Web servers – Apache Server Basics
Apache Server is one of the oldest web servers. Apache used to run only on Linux but is now available for Windows and OS/2 as well. The Apache Server has been around since 1995 and has played a major role in the development of the World Wide Web (WWW).
It was based on the NCSA HTTPd server, developed by the Apache Server Foundation, and quickly grew to be the dominant web server globally. Approx. 92% of Apache servers currently run on Linux.
Apache Server – What does it do?
Enough history, what does the Apache server actually do?
In essence, a web server has 3 functions:
- Read the URL sent to it and locate the folder/directory with the requested content.
- Translate this content into an instruction set that the end user’s web browser understands (HTML)
- Handle any non-html code found by calling the appropriate software handlers (ie PHP) to translate the code to HTML.
Structure – Understanding the directories
Apache usually has its main components spread over 3 directories, although Apache configuration may differ across different Linux distributions. Plesk, cPanel and a few other vendors create their own custom configurations. We are speaking about the normal configuration of Apache here.
- Apache Configuration Files: Apache configuration files are usually found under either /etc/httpd, /etc/apache or /etc/apache2. This directory may or may not contain many levels of sub-directories, depending on the Apache version and Linux distribution.
- Apache binaries/executables: Most Apache installs use two main executables – httpd (the http service) and apachectl (the control system). You can usually find both under /usr/sbin/ and can check by typing “which httpd” or “which apachectl“.
- Web Content: You may place web content under each user’s home directory, but the default is under the /var/www directory, which usually includes /var/www/html and /var/www/cgi-bin. Under Linux, the default first page that is automatically picked up by Apache is called either index.html or index.htm. Various index files may be specified in the Apache configuration. It is not uncommon to see index.php or even occasionally the Microsoft landing page file, Default.htm.

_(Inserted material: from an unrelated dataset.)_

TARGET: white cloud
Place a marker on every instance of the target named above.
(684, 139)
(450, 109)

Structure – Understanding the configuration layout
The whole configuration is directed by ONE file – httpd.conf or apache.conf. This file contains directives to various includes in sub-directories. The structure of these varies by Linux distribution / Apache version. Administrators originally configured Apache Server using a MONOLITHIC configuration (all settings in one file). Even the virtual host (website) settings were in this file. If you have large installations with 600 to 1000 sites, the file becomes hard to manage. As a result, the httpd.conf file was split up. The most common sub-directories are conf.d and conf but modules.d and some other directories may also reside under /etc/apache2 (or /etc/httpd). Under these directories, it is common practice to use the format *-available and *-enabled for various features. The usual practice is to create a symbolic link from the *-available directory entry to the *-enabled directory.
Configuration – httpd.conf
The httpd.conf file contains many configuration elements (called DIRECTIVES), but the main ones are as follows:
ServerName: This is usually the name of the host server on which Apache Server is running.
User and Group: The Username and Group which Apache will run it’s CHILD processes as. Apache always starts as root but does not serve any websites from this root instance. The root instance is the controller or PARENT and spawns CHILD processes to run each web request. You can restart the Apache service without interrupting any services.
Include: This calls the sections of configuration that have been split off from the original httpd.conf file. This enables us to group configurations by, for example, vhosts (websites) and modules. The “Include” directive is always an ABSOLUTE path ie Include “/etc/apache2/conf.d/includes/global.conf”. The administrator can also use wildcards ie Include “/etc/apache2/conf.modules.d/*.conf“.
Configuration – vhosts.conf
Virtualhost is Apache’s term for a website. In the early days, each website ran under its own IP address. To differentiate the MULTI-SITE per IP hosting, Apache used the term VIRTUALHOST. As a result. this can lead to some confusion since the advent of CLOUD and VIRTUALIZATION as a VIRTUAL HOST has a different connotation.
cPanel creates the VirtualHosts in the httpd.conf file. The usual construction is to keep these separate, usually in a file-per-site structure ie /etc/apache2/sites-available/mydomain.co.za.conf.
The virtualhost configuration starts with <Virtualhost *> and ends with </Virtualhost> – the syntax is close to an XML format. Any directives here override the global directives in httpd.conf. Here is a short example:
<VirtualHost *> ServerName mydomain.co.za ServerAlias www.mydomain.co.za DocumentRoot /var/www/html/mydomain.co.za ServerAdmin firstname.lastname@example.org <Directory "/"> AllowOverride All </Directory> </VirtualHost>
Security, .htaccess and the rest
Various security functions and modules exist for Apache. Let us look at some of the basics:
- In httpd.conf: Always turn off the Apache Server Info with ServerSignature Off and ExtendedStatus Off.
- In your website directories, you can control security and access through directives in the .htaccess file.
Full documentation can be found on the Apache foundation’s Apache website.